KORN FERRY TOUR INSIDER
Hardy ready for next chapter after college success
Nick Hardy entered his rookie season after a stellar career at the University of Illinois
February 19, 2020
By Adam Stanley, PGATOUR.COM
- Nick Hardy is 22nd on The 25 after a strong finish at The Bahamas Great Abaco Classic. (Korn Ferry Tour)
Nick Hardy’s college coach, Mike Small, has a very pointed way of describing him.
“It was a no-brainer for me to recruit Nick,” says Small, one of the more legendary coaches in college golf from the University of Illinois.
“He loved the game of golf. He couldn’t get enough of it. And, he’s an ultimate competitor. Those are two things college coaches look for. There’s a lot of adversity in college, a lot of distractions in college since you’re going through a growth time in your life. But if you find someone who loves the game of golf and can compete on that level, it’s an asset.”
Hardy, a rookie on the Korn Ferry Tour in 2020 after finishing T5 at Final Stage of Q-School, became more than asset while at Illinois – he was a driving force of the team’s success.
He was an All-American. He was the Big Ten’s Player of the Year. He was a semi-finalist for some of the biggest awards in college golf. And was co-medalist at the Ben Ten Championship as an individual.
Now he’s looking to take all that learning and success while in college to the pro ranks.
“Mentally, I was excited to compete. This past year-and-a-half I’ve been really wanting this opportunity, and I felt so ready, mentally,” Hardy says of earning guaranteed starts on the Korn Ferry Tour. “I felt my game was ready and I was ready for something like this – to compete against some of the great players on the Korn Ferry Tour.”
Hardy notched a T3 finish at The Bahamas Great Abaco Classic at Baha Mar and sits 22nd on The 25 early in 2020. He says despite having great status on the Korn Ferry Tour this year, he didn’t change how he was preparing and just wanted to see how his game stacked up.
“The reason I got this opportunity was because I stuck to the same things and what I’ve been doing my whole life,” he says. “It’s nice there is some consistency in the things that I’ve done and with what’s taken me here.”
Hardy, who is from the Chicago area, says he takes a lot of pride being from the Midwest, and Chicago especially. As a youngster, he managed to get onto Wrigley Field via a family friend before the Chicago Cubs’ season started and fast-forward to last year, and he was throwing out the first pitch at a Cubs game. His agent also manages Zach Johnson and helped arrange the opportunity for him during the week of the Evans Scholars Invitational.

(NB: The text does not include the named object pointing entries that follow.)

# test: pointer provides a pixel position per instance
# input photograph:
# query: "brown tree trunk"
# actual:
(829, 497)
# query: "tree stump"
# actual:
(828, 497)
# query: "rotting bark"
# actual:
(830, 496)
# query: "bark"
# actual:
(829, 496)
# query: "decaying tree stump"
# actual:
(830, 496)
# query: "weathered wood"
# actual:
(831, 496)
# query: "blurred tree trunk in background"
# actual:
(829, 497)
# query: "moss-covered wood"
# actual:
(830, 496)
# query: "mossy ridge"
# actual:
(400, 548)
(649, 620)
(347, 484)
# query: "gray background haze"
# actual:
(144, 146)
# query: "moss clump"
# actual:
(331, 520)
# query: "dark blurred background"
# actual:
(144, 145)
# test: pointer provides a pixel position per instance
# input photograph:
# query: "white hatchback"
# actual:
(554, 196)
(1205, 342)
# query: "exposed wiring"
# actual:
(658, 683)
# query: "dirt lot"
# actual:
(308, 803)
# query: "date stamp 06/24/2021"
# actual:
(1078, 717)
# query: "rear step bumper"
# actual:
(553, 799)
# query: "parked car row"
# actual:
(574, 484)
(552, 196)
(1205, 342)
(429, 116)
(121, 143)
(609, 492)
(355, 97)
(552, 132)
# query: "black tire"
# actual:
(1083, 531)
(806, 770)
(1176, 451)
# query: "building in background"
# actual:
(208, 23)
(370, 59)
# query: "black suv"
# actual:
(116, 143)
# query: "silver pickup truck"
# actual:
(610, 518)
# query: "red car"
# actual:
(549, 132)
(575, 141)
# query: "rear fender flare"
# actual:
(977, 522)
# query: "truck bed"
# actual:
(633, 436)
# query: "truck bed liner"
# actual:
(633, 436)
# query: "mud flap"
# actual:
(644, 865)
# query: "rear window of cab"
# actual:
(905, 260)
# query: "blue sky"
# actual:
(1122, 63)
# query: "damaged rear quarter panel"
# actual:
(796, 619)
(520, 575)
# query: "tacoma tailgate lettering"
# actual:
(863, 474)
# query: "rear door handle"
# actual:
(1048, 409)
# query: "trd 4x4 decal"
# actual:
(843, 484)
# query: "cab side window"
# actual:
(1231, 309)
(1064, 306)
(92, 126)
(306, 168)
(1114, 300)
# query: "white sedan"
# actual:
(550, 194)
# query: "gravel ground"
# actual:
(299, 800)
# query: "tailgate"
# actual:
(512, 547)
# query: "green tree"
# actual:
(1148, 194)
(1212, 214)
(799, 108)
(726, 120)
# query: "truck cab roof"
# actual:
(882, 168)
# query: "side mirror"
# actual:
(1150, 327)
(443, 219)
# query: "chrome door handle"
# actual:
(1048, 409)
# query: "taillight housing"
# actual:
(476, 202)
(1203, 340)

“I was so nervous,” he says with a laugh. “It was right up there with my first U.S. Open. It was definitely a very nerve-wracking experience, but it was really cool. I don’t remember a lot of it because I was that nervous.”
Ah, yes – the U.S. Open. Hardy has played in three of them, including when he was just 19 where he finished T52.
He says he’s gained so much experience through his play on one of the biggest stages in the sport, and seeing how the best players in the world compete and prepare for a major was nothing but beneficial for him.
Even now, he thinks back to those weeks on occasion to draw inspiration.
“It’s what you dream of,” he says. “It’s what I dreamed of since I was little. Those experiences prepare me well for certain situations.”
Hardy’s bond with his fellow Illinois alums like Luke Guthrie, Scott Langley, Charlie Danielson and Thomas Pieters is both solid and inspiring. He competed against TOUR member Doug Ghim since they were 10 or 11 years old. Hardy says he’s seen a lot of the same faces over the last few years, and the whole squad has been going through the same trials and tribulations of golf together.
He admits college golf was not that different than how professional golf is now, because of how competitive his collegiate experience was.
“There are definitely different aspects, but I felt very prepared since I left Illinois. Going there for four years for college and being coached by the greatest coach in college golf, Coach Small, I couldn’t feel more prepared coming out of that school,” he says.
Small says Hardy’s time at the University of Illinois lived up to his billing as a can’t-miss prospect.
“His career here exemplified his intensity and desire to play the game, and he wanted to leave a legacy,” says Small, “and he did that.”
Now it’s time for Hardy to try to write the next chapter of his legacy, starting on the Korn Ferry Tour.